A "alegria" foi também partilhada por Otília Vaz, que fala numa "sensação de alívio". Ainda que não tenha podido sair à rua nesse dia porque tinha "um bebé de quatro meses", o telhado da casa onde morava, na Travessa do Calado, em Lisboa, revelava-lhe uma vista privilegiada: em frente estava um quartel militar, onde viu "pessoas a serem levadas".
Natural de Grândola, esta mulher foi um dos muitos rostos menos conhecidos da resistência. Ainda nova, com apenas 18 anos, conta que distribuía propaganda contra o regime ditatorial de Oliveira Salazar.
"Na altura estava em casa de umas pessoas em Grândola e, através de uns amigos meus, que eram estudantes universitários, lavavam a propaganda. E nós tínhamos uma casa num pinhal onde púnhamos a propaganda e depois a gente distribuía pelas pessoas e pelas casas", explica.
Apesar do medo, era a revolta perante a imensa "injustiça" que a fazia continuar. E tudo era pretexto para que pudesse fazer a diferença. Ignorando os conselhos da mãe, que lhe pedia para que não levasse panfletos para casa, Otília insistia em disseminar a mensagem.
"A minha mãe era uma pessoa que não sabia ler, vivia no Alentejo. De vez em quando, passavam aqueles carros que distribuíam propaganda contra o Governo e eu apanhava tudo e levava para casa. Nessa altura eu era muito pequena. Eu lembro-me de a minha mãe dizer: 'Tu não tragas os papéis, deita fora, porque isto é da PIDE'", afirma.
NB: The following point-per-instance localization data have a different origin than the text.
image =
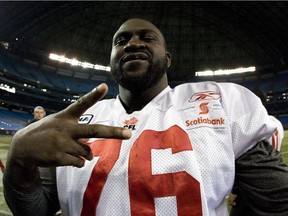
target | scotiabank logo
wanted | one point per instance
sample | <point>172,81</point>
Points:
<point>204,108</point>
<point>207,121</point>
<point>208,95</point>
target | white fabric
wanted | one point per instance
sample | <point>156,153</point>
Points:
<point>278,135</point>
<point>180,159</point>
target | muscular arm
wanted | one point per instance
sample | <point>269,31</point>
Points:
<point>262,180</point>
<point>50,142</point>
<point>39,199</point>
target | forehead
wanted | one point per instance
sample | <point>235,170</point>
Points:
<point>137,25</point>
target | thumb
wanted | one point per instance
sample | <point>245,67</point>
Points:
<point>82,104</point>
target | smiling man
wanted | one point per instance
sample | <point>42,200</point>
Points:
<point>142,156</point>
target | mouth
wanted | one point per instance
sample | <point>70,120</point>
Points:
<point>135,56</point>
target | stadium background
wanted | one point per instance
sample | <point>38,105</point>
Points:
<point>200,36</point>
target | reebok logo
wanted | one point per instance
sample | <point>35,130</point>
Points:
<point>85,119</point>
<point>209,95</point>
<point>131,123</point>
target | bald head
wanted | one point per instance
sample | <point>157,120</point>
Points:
<point>137,24</point>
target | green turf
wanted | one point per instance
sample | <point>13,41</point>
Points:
<point>5,141</point>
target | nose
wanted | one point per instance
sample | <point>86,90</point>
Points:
<point>134,43</point>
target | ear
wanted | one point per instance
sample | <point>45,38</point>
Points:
<point>168,57</point>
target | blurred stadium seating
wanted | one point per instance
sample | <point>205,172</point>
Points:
<point>54,88</point>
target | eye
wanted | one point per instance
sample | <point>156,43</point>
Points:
<point>148,38</point>
<point>120,41</point>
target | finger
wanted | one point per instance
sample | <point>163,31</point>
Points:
<point>100,131</point>
<point>82,104</point>
<point>82,150</point>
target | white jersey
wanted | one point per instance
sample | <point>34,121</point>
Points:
<point>277,137</point>
<point>179,160</point>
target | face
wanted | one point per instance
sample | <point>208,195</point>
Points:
<point>139,58</point>
<point>39,114</point>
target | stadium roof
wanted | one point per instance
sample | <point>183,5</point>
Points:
<point>200,35</point>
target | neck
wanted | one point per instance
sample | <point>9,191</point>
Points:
<point>137,100</point>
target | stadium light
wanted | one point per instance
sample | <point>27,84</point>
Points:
<point>75,62</point>
<point>225,72</point>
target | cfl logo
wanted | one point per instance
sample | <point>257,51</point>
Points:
<point>204,108</point>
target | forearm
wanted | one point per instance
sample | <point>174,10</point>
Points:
<point>262,177</point>
<point>36,199</point>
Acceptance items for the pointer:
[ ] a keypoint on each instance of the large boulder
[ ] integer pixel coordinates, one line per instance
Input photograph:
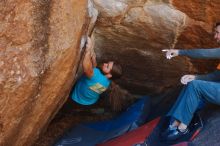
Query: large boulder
(135, 31)
(39, 53)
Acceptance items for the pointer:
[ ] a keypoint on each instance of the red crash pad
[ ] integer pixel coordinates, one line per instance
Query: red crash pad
(136, 136)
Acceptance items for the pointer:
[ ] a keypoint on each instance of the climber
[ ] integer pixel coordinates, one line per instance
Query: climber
(95, 79)
(199, 89)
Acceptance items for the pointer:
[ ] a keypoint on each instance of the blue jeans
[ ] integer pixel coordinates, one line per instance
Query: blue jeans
(192, 96)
Esta atitude era um perigo acrescido para uma jovem que morava numa casa frequentemente visitada por um "senhor da PIDE". Otília Vaz "nunca" teve problemas com a polícia. O mesmo não pode dizer de alguns familiares, "que chegaram a ser presos".
Mas esta teimosia em lutar pela liberdade não ficava por aí. A mulher tinha ainda "outra mania" que a podia ter levado ao mesmo destino de muitos presos políticos.
"Eu andava sempre a trautear as músicas do Zeca Afonso e eles diziam-me: 'Não cantes isso na rua.' Mas depois aquilo ficava na minha memória e eu na volta dava comigo a cantar as músicas do Zeca Afonso. Eles diziam-me: 'Tu não cantes, olha que a PIDE um destes dias ainda te prende'", relata.
Esta era também uma época particularmente difícil para as mulheres, "que não tinham direito a fazer nada, nem sequer tinham direito a ter contrato de trabalho". Apesar de reconhecer vários avanços no que diz respeito aos direitos das mulheres, lamenta que a igualdade de género, nos dias de hoje, ainda não seja uma realidade.
"Eu bem luto pela igualdade, mas está muito difícil de conseguir. Mas está quase", expressa, criticando que a população feminina continue a ser "espezinhada".
Após a Revolução dos Cravos, Otília Vaz torna-se militante do PCP, ligação que mantém até aos dias de hoje. No local onde trabalha, diz, é "a única que luta pelos direitos dos trabalhadores".
"Embora neste momento seja considerada — eu não me considero — patroa, porque sou eu que pago, luto sempre que posso [pelos direitos dos trabalhadores", assegura.
Tudo isto faz com que a comunista continue a participar em todas as manifestações "sempre" que pode: "Vou ao 25 de Abril. Vou ao 1.º de maio", enumera.